Può avere effetti collaterali? C’è bisogno di consenso informato?

L’ecostress farmacologico è un test provocativo che richiede la somministrazione di un farmaco che mette sotto sforzo il cuore per rispondere ad un quesito diagnostico. Durante l’esame, anche se condotto seguendo appositi protocolli, possono comparire aritmie pericolose, crisi anginose, scompenso cardiaco acuto, infarto del miocardio, arresto cardiaco. In casi estremamente rari (meno di 1 caso su 10.000) si può avere il decesso del paziente. Per questo è necessario che il paziente sia informato accuratamente delle motivazioni che indicano l’esecuzione dell’ecostress e firmi l’apposito consenso informato. E’ importante ricordare che l’attenta valutazione da parte dell’operatore del paziente e della documentazione clinica prima dell’esecuzione dell’esame, nonchè la presenza di personale addestrato e la disponibilità obbligatoria di farmaci e strumenti come il defibrillatore in grado di trattare in urgenza ogni eventuale possibile complicanza, costituiscono per il paziente garanzia di sicurezza.
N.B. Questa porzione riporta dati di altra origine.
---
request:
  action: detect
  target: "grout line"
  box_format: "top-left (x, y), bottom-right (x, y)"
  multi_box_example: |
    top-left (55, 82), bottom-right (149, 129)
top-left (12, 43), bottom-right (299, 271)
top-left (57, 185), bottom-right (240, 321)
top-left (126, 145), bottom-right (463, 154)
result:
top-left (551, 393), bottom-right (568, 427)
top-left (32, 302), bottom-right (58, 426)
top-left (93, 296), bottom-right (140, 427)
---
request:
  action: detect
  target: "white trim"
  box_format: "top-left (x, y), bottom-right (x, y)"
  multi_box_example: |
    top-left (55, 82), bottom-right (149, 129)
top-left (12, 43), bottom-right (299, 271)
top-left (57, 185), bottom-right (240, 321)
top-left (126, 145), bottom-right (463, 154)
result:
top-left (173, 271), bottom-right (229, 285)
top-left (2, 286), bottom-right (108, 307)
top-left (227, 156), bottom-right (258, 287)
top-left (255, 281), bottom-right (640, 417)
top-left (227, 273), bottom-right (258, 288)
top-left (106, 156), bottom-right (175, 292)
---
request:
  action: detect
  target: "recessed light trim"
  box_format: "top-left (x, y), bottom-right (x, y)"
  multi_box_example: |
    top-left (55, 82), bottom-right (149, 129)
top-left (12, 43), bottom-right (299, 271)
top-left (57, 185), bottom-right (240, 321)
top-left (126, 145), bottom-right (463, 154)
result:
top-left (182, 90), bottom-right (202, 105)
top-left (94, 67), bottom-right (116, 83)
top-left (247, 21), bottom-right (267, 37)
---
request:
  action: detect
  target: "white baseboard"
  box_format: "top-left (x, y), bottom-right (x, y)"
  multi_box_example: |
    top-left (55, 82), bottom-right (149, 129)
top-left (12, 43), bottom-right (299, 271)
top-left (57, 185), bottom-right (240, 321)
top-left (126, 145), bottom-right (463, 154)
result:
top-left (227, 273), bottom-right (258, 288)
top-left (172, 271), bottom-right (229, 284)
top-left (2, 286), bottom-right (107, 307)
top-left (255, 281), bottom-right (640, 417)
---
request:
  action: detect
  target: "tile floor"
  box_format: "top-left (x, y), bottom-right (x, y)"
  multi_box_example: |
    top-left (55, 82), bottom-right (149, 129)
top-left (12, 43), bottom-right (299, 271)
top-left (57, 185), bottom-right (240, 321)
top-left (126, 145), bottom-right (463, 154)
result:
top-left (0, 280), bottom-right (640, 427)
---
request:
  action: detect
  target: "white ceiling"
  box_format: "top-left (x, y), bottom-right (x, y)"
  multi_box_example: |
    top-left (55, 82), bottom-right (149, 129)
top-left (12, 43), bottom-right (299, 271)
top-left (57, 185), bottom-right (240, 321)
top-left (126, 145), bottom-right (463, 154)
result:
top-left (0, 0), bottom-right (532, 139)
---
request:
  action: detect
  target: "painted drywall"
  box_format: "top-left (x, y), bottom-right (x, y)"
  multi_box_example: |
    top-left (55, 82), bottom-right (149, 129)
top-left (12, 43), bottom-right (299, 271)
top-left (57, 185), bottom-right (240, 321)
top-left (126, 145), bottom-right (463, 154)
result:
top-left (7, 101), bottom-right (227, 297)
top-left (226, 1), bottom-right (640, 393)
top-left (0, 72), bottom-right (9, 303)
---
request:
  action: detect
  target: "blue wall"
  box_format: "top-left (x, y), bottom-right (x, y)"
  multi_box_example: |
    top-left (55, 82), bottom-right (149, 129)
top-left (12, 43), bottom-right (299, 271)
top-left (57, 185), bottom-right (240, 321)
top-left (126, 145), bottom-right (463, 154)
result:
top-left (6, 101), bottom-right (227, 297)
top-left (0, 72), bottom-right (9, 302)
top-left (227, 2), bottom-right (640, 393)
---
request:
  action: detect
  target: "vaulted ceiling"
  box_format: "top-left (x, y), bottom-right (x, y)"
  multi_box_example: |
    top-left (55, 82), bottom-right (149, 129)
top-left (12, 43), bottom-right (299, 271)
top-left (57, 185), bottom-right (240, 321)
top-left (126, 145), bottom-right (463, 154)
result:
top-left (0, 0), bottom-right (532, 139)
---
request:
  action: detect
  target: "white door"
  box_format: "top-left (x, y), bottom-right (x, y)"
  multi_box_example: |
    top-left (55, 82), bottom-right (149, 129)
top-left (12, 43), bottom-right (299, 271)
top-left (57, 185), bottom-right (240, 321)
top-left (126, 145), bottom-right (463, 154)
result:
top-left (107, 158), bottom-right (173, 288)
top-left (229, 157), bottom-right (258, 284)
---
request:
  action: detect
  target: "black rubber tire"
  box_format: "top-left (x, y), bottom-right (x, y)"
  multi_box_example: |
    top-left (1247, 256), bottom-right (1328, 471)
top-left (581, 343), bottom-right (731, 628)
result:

E’ altresì importante ricordare come l’incidenza delle complicazioni sia la stessa di altri test provocativi (altri tipi di ecostress, prova da sforzo e scintigrafia miocardica), che i vantaggi di tale esame diagnostico possono superare di gran lunga i possibili rischi che il paziente può correre e che non eseguire l’esame impedisce di formulare una corretta diagnosi e di iniziare un’adeguata terapia, con tutto ciò che ne deriva in termini di prognosi.